Kapitel 4 -Hunger zum Angucken-
06.05.2015 14:50
Und dann folgte der Mittwoch - wie schnell ein Monat doch vergeht! Die dritte Stunde Ernährungsberatung stand auf dem Programm. Mich innerlich ermahnend, gelassen zu bleiben, aufmerksam dem Unterricht zu folgen und am besten eher die Klappe zu halten, betrat ich den Seminarraum, der noch genauso rechteckig, grau und trostlos war, wie einen Monat zuvor. Jede/r hatte schon seit dem zweiten Abend seinen Stammplatz, also setzte ich mich auf meinen Platz und harrte der Dinge die da kommen würden. Die Projektionsfläche hinter der Oecotrophologin blieb grau, während sie das Thema der dritten Beratung verkündete: Hunger und Sattsein. Aha!
Sie forderte uns auf, Hunger zu beschreiben.
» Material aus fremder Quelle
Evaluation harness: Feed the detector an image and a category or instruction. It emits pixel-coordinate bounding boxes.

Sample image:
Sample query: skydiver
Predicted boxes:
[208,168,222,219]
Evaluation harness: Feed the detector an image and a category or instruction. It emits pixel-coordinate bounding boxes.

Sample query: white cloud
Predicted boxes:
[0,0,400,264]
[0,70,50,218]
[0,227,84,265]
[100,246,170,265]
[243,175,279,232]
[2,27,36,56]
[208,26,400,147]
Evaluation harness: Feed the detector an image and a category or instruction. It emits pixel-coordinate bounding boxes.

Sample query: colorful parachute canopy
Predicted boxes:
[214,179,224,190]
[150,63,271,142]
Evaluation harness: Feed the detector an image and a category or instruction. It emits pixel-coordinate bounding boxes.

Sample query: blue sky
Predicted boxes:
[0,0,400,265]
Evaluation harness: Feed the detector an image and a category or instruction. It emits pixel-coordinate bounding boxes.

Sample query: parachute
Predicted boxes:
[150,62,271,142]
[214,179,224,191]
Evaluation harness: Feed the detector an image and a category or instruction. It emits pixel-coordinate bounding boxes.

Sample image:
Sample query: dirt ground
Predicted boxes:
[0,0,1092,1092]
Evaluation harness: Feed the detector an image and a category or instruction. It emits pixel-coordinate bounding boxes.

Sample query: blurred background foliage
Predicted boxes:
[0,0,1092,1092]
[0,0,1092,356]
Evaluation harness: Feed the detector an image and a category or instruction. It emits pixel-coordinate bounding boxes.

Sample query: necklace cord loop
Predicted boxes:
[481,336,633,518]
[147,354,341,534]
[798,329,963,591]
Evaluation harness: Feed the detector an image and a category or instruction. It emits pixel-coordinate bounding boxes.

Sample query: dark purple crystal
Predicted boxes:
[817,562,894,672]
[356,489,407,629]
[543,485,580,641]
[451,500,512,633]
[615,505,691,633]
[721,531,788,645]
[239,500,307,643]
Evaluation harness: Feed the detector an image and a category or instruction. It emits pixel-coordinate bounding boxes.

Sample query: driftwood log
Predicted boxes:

Eifrig wurden Begriffe in den Raum gerufen: Man hat schlechte Laune; Magenknurren; Loch im Bauch; und so fort ... ich dachte: Naja Hunger, Hunger, wir leben ja nicht in der Sahelzone und der Hungerwinter 45 war lange vor meiner Geburt, Hunger ... Hunger, also gut, wenn ich 6 Stunden nichts gegessen habe, meldet sich mein Magen mit einem unangenehmen Gefühl ... Da wurde ich jäh aus meiner inneren Betrachtung gerissen, weil die Oecotrophologin plötzlich feststellte, dass wir ja gar nichts sehen!
Wie jetzt, ich kann meinen Hunger nicht sehen???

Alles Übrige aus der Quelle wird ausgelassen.